On the basis of Robinson, the Second Circuit concluded that the Linkletter test for retroactivity was inapplicable. Instead, the Court applied "the simpler and less complicated tests of fundamental fairness and due process" and held that the petitioner was entitled to relief. Accord Cooper v. United States, 639 F. Supp. 176 (M.D.Fla. 1986) (a conviction for an act that Congress never intended to be criminal constitutes a "complete miscarriage of justice and mandates § 2255 relief.").
In this case, the decision announced in McNally clearly establishes that Belt's conviction and punishment, under the allegations of the indictment as it was filed, are for acts which are not criminal. Therefore, "[t]here can be no room for doubt that such a circumstance inherently results in a complete miscarriage of justice and present[s] exceptional circumstances that justify collateral relief under § 2255." Davis, supra, 417 U.S. at 346-47, 94 S. Ct. at 2305. Accord United States v. Mandel, 672 F. Supp. 864 (D.Md.1987) (McNally applied retroactively to a petition for writ of error coram nobis); Ingber v. Enzor, 664 *1092 F.Supp. 814 (S.D.N.Y.1987) (McNally applied retroactively in § 2255 proceedings).[4]
Accordingly, Belt's motion to vacate his sentence is GRANTED, and the Judgment and Commitment Order entered in the case of United States v. Thomas A. Belt, Case No. 86-248-Cr-T-10, on May 30, 1986 is VACATED.
IT IS SO ORDERED.
NOTES
[1] Both parties agree that the McNally rationale is equally applicable to the wire fraud statute. See United States v. Conner, 752 F.2d 566, 573 n. 1 (11th Cir.1985) ("Cases construing § 1341 apply to construction issues involving § 1343.").
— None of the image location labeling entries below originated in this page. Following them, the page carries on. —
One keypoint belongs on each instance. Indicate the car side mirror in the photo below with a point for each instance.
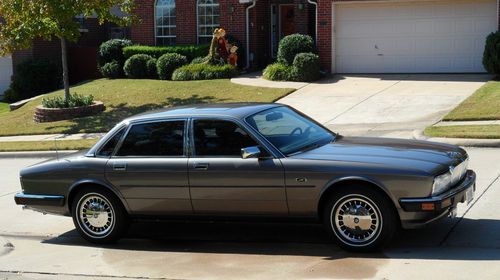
(250, 152)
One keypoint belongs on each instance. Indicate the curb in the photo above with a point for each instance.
(35, 154)
(466, 142)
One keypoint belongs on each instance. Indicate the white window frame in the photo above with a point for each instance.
(157, 36)
(199, 26)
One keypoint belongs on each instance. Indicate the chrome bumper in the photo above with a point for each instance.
(39, 200)
(445, 200)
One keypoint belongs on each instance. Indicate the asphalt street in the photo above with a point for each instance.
(36, 246)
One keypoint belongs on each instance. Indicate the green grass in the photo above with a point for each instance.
(4, 107)
(46, 145)
(484, 104)
(124, 98)
(465, 131)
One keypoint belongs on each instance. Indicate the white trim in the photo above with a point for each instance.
(167, 26)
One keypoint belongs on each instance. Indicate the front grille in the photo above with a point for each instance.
(458, 172)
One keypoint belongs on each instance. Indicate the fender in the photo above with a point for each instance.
(99, 183)
(331, 184)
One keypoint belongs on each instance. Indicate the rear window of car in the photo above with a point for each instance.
(109, 147)
(154, 139)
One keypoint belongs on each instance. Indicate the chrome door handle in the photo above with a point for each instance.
(201, 166)
(118, 166)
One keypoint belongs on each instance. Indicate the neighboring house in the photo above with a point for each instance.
(378, 36)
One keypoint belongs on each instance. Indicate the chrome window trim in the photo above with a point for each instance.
(148, 121)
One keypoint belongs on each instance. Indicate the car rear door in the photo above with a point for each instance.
(150, 168)
(222, 182)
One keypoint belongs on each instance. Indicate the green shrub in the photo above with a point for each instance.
(112, 70)
(203, 72)
(491, 56)
(306, 68)
(199, 60)
(277, 72)
(112, 50)
(140, 66)
(292, 45)
(167, 64)
(32, 78)
(189, 51)
(74, 100)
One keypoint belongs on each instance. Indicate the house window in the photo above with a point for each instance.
(165, 22)
(208, 19)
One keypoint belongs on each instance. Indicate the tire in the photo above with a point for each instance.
(108, 225)
(360, 219)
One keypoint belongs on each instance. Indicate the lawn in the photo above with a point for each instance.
(46, 145)
(126, 97)
(465, 131)
(4, 107)
(484, 104)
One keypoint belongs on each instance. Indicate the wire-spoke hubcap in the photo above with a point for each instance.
(96, 215)
(357, 219)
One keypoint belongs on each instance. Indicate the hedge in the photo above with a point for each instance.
(189, 51)
(203, 72)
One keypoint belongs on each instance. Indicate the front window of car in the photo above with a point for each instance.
(289, 131)
(154, 139)
(220, 138)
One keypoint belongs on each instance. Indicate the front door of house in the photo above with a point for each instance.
(287, 20)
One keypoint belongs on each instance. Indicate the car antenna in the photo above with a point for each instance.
(55, 145)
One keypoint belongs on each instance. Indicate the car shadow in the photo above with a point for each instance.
(439, 241)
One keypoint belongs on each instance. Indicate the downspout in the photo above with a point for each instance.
(316, 20)
(254, 2)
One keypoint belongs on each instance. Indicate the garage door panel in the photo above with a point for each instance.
(417, 37)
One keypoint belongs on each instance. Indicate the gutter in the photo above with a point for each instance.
(316, 20)
(247, 16)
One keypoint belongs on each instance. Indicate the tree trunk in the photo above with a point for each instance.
(64, 58)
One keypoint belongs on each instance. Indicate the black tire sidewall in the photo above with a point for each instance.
(386, 230)
(120, 216)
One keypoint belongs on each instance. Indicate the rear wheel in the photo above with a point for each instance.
(99, 216)
(360, 219)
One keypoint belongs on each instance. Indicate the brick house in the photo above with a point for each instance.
(353, 36)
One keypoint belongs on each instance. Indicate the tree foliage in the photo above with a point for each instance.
(25, 20)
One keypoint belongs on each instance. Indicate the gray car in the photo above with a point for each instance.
(250, 160)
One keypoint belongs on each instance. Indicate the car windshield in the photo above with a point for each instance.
(289, 131)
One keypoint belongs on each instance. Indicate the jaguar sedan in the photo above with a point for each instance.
(250, 160)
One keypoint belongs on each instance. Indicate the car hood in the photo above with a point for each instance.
(429, 157)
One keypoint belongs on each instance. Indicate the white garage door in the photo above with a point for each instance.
(5, 73)
(412, 37)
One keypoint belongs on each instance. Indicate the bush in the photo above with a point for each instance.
(292, 45)
(306, 68)
(140, 66)
(32, 78)
(277, 72)
(203, 72)
(112, 70)
(189, 51)
(74, 100)
(491, 56)
(112, 50)
(167, 64)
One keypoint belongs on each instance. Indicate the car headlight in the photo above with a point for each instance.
(441, 183)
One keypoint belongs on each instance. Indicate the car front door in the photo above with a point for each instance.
(222, 182)
(150, 168)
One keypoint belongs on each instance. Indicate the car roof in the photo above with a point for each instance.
(235, 110)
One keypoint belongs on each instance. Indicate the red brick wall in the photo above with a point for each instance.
(325, 33)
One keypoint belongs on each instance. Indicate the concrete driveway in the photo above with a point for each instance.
(384, 105)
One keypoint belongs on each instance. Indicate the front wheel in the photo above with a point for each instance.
(99, 216)
(360, 219)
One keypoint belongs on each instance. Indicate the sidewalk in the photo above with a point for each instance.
(51, 137)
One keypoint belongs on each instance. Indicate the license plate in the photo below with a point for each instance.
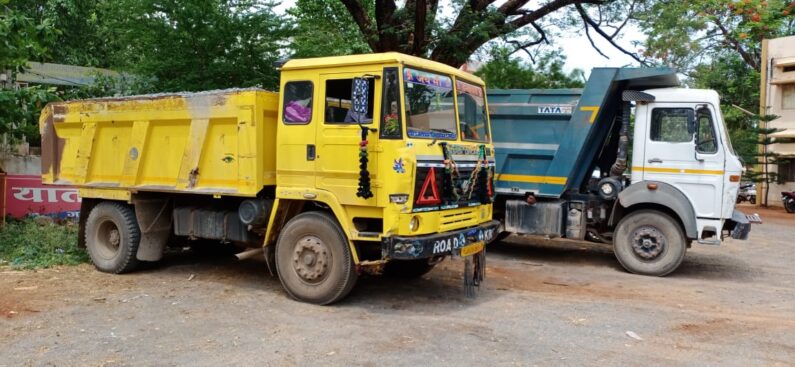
(472, 249)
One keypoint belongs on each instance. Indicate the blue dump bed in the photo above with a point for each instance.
(547, 141)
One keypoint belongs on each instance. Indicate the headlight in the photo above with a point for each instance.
(414, 223)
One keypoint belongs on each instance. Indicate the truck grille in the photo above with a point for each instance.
(460, 219)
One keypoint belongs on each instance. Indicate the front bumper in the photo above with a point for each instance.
(440, 244)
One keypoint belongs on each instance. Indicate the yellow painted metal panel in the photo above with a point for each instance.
(213, 142)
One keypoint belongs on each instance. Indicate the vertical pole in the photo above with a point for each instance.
(762, 149)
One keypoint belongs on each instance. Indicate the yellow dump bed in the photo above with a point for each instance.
(219, 142)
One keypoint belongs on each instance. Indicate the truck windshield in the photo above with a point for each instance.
(430, 111)
(472, 111)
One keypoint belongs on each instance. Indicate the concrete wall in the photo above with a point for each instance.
(14, 164)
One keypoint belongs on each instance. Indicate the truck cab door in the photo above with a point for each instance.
(682, 149)
(296, 150)
(339, 134)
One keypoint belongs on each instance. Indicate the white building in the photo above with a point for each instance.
(777, 97)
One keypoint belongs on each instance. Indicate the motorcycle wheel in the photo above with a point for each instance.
(789, 205)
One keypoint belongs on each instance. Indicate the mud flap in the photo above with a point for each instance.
(742, 226)
(474, 272)
(154, 219)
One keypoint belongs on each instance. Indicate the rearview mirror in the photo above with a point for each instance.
(359, 93)
(691, 126)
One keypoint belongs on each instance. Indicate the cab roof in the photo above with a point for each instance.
(379, 58)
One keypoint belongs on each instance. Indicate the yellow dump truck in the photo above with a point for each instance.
(366, 162)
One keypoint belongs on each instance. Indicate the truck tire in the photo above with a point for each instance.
(112, 237)
(649, 242)
(407, 269)
(313, 259)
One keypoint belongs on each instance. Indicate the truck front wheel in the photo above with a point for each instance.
(313, 259)
(112, 237)
(649, 242)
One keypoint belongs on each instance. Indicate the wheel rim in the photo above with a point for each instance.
(648, 243)
(108, 239)
(311, 259)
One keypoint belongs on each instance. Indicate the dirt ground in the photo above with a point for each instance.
(729, 305)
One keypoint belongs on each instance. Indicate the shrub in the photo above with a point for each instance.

[2] The factors to be considered are: (a) the purpose to be served by the new standards (including a determination of whether application of the new rule to earlier cases would impact upon the reliability of the fact finding process in those cases), (b) the extent of reliance by law enforcement authorities on the old standards, and (c) the effect on the administration of justice of a retroactive application of the new standards. See e.g., Allen, supra, 478 U.S. at ___, 106 S.Ct. at 2880.
[3] This test focuses on (a) whether the new principles overrule clear past precedent, (b) whether retroactive operation will further or retard the operation of the new principle, and (c) whether retroactivity will produce substantial inequitable results. Chevron, supra, 404 U.S. at 106-07, 92 S. Ct. at 355 (1971).
[4] Two cases have held that McNally should not be given retroactive application. United States v. Smith, 675 F. Supp. 978 (M.D.Pa.1987); United States v. Callanan, 671 F. Supp. 487 (E.D.Mich. 1987). However, the decision in Smith is distinguishable because, as the Court noted, the indictment specifically alleged an economic property loss to the state as the victim of Smith's fraud.